Rincian Korban di Nepal
Badan penanggulangan bencana Nepal menyatakan bahwa jumlah korban tewas di negara tersebut meningkat menjadi 734 orang, dari sebelumnya mencatat angka 670 orang.
Selain itu, pihak berwenang melaporkan bahwa sedikitnya 2.498 orang, termasuk ratusan warga negara asing, masih belum ditemukan di wilayah Nepal.

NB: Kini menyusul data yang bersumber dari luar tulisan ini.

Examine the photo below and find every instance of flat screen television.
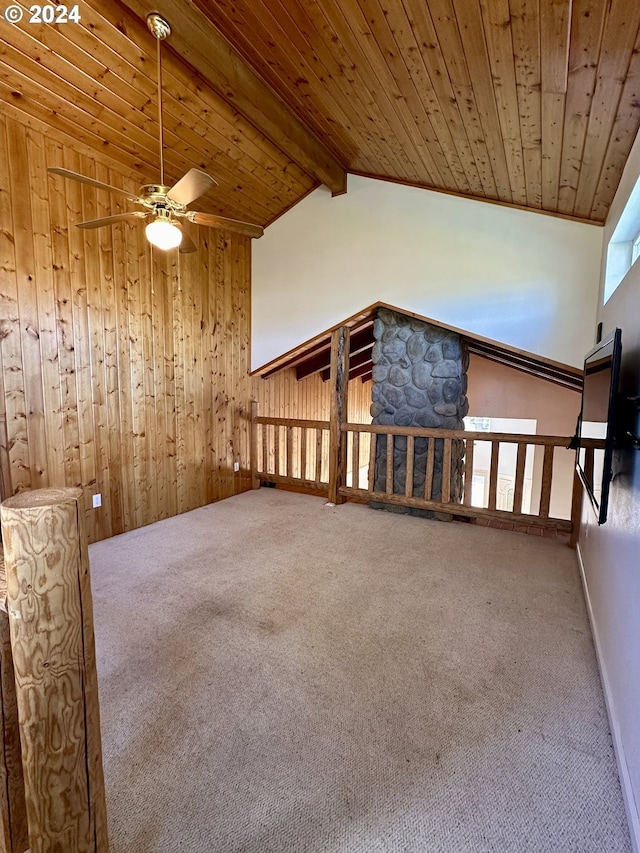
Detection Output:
[576,329,622,524]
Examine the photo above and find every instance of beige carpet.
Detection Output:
[90,489,631,853]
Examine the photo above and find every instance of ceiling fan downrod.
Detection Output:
[147,12,171,184]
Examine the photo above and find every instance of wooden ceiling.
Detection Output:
[0,0,640,225]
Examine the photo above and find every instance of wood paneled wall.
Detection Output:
[0,115,253,541]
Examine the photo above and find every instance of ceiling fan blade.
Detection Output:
[167,169,218,204]
[173,222,198,255]
[76,210,147,228]
[47,166,136,198]
[188,210,264,237]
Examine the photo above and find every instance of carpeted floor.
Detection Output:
[90,489,631,853]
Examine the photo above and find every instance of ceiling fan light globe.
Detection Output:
[145,219,182,252]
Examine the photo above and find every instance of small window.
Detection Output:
[603,172,640,302]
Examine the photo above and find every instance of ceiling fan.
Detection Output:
[48,12,263,252]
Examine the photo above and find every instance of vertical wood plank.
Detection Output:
[404,435,415,498]
[316,429,324,485]
[329,326,350,504]
[249,400,264,489]
[384,433,394,495]
[367,432,378,492]
[300,427,311,480]
[351,432,360,489]
[569,460,582,548]
[488,441,500,510]
[442,438,451,504]
[0,564,29,853]
[3,123,46,488]
[0,489,108,853]
[261,424,269,474]
[538,444,554,518]
[273,424,280,476]
[513,441,527,514]
[286,427,293,477]
[462,438,476,506]
[424,438,436,501]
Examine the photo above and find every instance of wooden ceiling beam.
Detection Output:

Dampak Bencana di Wilayah Tibet, China
Otoritas China mengonfirmasi sedikitnya 16 orang meninggal dunia di wilayah Tibet akibat bencana ini.
Tidak hanya itu, pemerintah China mencatat sebanyak 546 orang lainnya masih dinyatakan hilang. Dari jumlah tersebut, 261 orang di antaranya merupakan warga negara asing, termasuk di dalamnya 18 warga Amerika Serikat.
Penyebab Terjadinya Banjir Bandang
Banjir bandang dan tanah longsor menyapu Nepal pada Rabu (26/8). Laporan awal menyebutkan bahwa bencana ini dipicu oleh gempa bumi yang mengakibatkan longsoran es serta batuan di Sungai Lhende Khola, yaitu sungai yang melintasi wilayah Nepal dan Tibet.
Namun, analisis lebih lanjut dari Survei Geologi Amerika Serikat (USGS) menunjukkan tidak ada gempa bumi sebelum insiden tanah longsor dan banjir bandang tersebut terjadi.